La continua offerta di nuove commissioni ha fatto espandere enormemente il polo industriale delle confezioni a Prato negli ultimi anni. Si stima che in città vivano almeno 20mila cinesi, un abitante su dieci, e che solo la metà di questi siano registrati regolarmente all’anagrafe. Ma c’è chi fornisce numeri molto più alti. Ci sono costanti attività della Guardia di Finanza e delle forze dell’ordine per verificare che le persone al lavoro nei capannoni siano in regola e che non ci siano fenomeni di evasione.
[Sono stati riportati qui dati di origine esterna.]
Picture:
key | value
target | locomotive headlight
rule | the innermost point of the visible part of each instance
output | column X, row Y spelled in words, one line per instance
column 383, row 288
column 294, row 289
Ma i capannoni sono centinaia e spesso ospitano più aziende, cosa che complica gli accertamenti. Non è raro che durante le verifiche siano scoperti stanzini e luoghi più o meno occultati in cui dormono gli operai, nelle poche ore di pausa tra i turni, che possono durare anche più di dieci ore.
I capannoni delle aziende di confezioni, che lavorano grazie alle commissioni delle grandi marche, sono spesso dati in affitto da agenzie e singoli proprietari della zona di Prato. In molti casi i locatori non hanno totale conoscenza di cosa accade all’interno dei loro immobili, o preferiscono non interessarsene fino a quando ricevono regolarmente il pagamento dell’affitto. Le condizioni di sicurezza e le tutele per i lavoratori sono sostanzialmente assenti e incendi e altri incidenti sono frequenti. Durante l’estate sempre nella zona del Macrolotto erano bruciate altre tre aziende di pronto moda gestite da cinesi.